This year’s ‘Adult Media Use and Attitudes Report’ from Ofcom confirms one fact that we could have probably guessed anyway – that the use of smartphones by people over 65 years of age remains lower than any other age group.

However, the report makes clear that the generation gap is closing and that, in general, ‘Older people are embracing smart and social technology’.
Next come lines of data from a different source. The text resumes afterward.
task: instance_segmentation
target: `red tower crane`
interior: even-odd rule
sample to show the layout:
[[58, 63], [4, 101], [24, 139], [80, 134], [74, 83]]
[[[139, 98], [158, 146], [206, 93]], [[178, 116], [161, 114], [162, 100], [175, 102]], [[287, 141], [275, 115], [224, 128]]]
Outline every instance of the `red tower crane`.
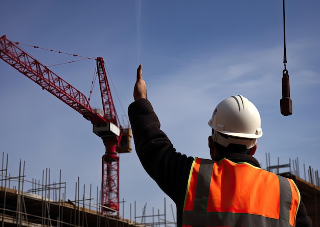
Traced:
[[0, 58], [91, 121], [93, 132], [101, 138], [106, 149], [102, 156], [102, 213], [119, 211], [119, 157], [117, 153], [131, 152], [131, 129], [129, 127], [123, 128], [117, 120], [103, 59], [96, 59], [102, 113], [101, 110], [92, 108], [83, 94], [26, 52], [18, 44], [9, 40], [5, 35], [2, 36]]

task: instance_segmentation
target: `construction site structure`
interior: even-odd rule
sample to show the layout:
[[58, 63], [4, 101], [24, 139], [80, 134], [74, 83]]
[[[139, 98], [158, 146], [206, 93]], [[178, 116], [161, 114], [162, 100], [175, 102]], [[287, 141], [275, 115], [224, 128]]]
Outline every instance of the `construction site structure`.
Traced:
[[306, 168], [304, 163], [303, 178], [300, 176], [298, 157], [292, 160], [289, 158], [289, 162], [285, 164], [280, 164], [278, 157], [277, 164], [271, 165], [270, 153], [268, 153], [266, 154], [266, 170], [293, 180], [300, 191], [301, 200], [312, 221], [312, 226], [320, 226], [320, 177], [318, 171], [313, 170], [310, 166]]
[[[167, 220], [165, 198], [164, 211], [162, 213], [159, 210], [157, 213], [154, 212], [152, 208], [152, 214], [147, 214], [147, 203], [140, 213], [134, 201], [133, 214], [130, 203], [130, 218], [124, 219], [125, 201], [123, 200], [120, 202], [122, 203], [122, 217], [120, 211], [115, 214], [102, 214], [103, 208], [100, 203], [101, 193], [98, 187], [94, 192], [91, 184], [89, 189], [84, 185], [81, 189], [78, 177], [74, 197], [66, 198], [66, 183], [61, 181], [61, 170], [58, 181], [51, 179], [50, 169], [42, 171], [41, 180], [34, 178], [29, 180], [25, 173], [25, 163], [21, 160], [17, 176], [13, 176], [8, 172], [8, 154], [5, 155], [3, 153], [0, 169], [2, 227], [176, 226], [174, 221]], [[172, 205], [171, 210], [173, 212]]]
[[97, 57], [102, 111], [93, 108], [83, 93], [19, 46], [17, 42], [0, 37], [0, 58], [78, 112], [93, 125], [93, 132], [102, 139], [105, 154], [102, 157], [102, 213], [119, 209], [119, 157], [118, 153], [131, 152], [131, 129], [118, 120], [109, 87], [104, 61]]

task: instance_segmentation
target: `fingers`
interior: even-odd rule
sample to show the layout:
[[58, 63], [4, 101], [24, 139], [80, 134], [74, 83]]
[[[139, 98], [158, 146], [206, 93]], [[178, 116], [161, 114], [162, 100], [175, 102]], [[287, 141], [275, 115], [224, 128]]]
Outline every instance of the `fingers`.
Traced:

The proof is in the statistics. For example, the report concluded that adults aged between 65-74 were more likely to have a tablet (of the computing kind) in 2016 than in 2015 by a ratio of 51% to 39%. Even in the 75+ age group, the shift was dramatic – 30% compared to 19%.

Four facts say it all:

  1. Two-thirds of 65-74 year-olds use the internet
  2. 3m people aged 75+ use the internet
  3. The over 55s check their platforms every single day; for 88%, the main social media is Facebook
  4. Older groups are big fans of tablets: 31% of those aged 65-74 use them; 15% of those are 75+

Why this is significant is that insurance companies and other financial service providers could be better aiming their marketing guns. In a recent survey of 50,000 people, SunLife found that 59% of the over 50s felt that they were being neglected or overlooked by the big financial services brands. It was even worse than the technology sector, where only a relatively modest 25% felt they were being ignored.

The same survey found that the over 50s spend 50% more on pensions, savings and investments than those under 50; in cash terms, that equates to an average of £150 per month on financial products compared to £100 for the younger age group. 62% of the same group said their money was “meant to be spent” and 56% said the cash was for them to have and they were not planning to give it to anyone else.
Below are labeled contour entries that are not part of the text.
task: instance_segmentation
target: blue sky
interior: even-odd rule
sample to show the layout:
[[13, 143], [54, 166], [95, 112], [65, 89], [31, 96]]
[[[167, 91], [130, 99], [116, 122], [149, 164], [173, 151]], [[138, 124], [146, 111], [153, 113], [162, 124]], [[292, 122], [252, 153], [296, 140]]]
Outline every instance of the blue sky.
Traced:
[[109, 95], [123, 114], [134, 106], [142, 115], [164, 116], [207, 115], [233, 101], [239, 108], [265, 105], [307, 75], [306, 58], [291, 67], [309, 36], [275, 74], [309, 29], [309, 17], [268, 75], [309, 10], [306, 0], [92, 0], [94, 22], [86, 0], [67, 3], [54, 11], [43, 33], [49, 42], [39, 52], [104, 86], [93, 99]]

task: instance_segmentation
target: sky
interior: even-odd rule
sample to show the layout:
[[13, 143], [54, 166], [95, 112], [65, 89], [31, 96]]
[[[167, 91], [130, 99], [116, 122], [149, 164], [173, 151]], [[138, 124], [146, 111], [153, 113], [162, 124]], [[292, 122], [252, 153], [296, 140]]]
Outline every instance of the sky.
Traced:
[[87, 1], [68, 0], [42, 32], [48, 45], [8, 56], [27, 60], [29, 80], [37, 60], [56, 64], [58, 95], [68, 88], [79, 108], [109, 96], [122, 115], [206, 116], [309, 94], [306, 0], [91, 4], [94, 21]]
Who would have guessed that? As Dean Lamble, the CEO of SunLife, pointed out: “Over 50s make up one third of the population – by 2020 half of us will be over 50 – while spending by the over 50s is growing at three times the rate of those under 50. Yet brands are still obsessed with targeting the younger age groups.”

He concluded:

“There is such a huge opportunity here for the brands, but many are reluctant to make their products appealing to people over 50, or don’t know how to.”



As evidenced by the statics, rising longevity rates are likely to swell this increasingly affluent section of the community. The challenge for marketers is to find the best and most cost-effective way to reach them.

Past experience has taught us that saturating the market with direct mail shots is inefficient and difficult to measure, and that TV advertising is very expensive, requiring big budgets (which is now less true than it was with the evolution of Sky AdSmart). Surely, given the appetite of this target group and its increasing tendency to use smartphones, tablets and laptops to embrace, amongst other things, social media, the answer has to be digital marketing. Communications still need to be honest, genuine and trustworthy, and delivered in the right tone, but the opportunity is there – all it needs is for financial services brands to shift their mindsets and choose the right channels to attract the attention of this most affluent of customer segments.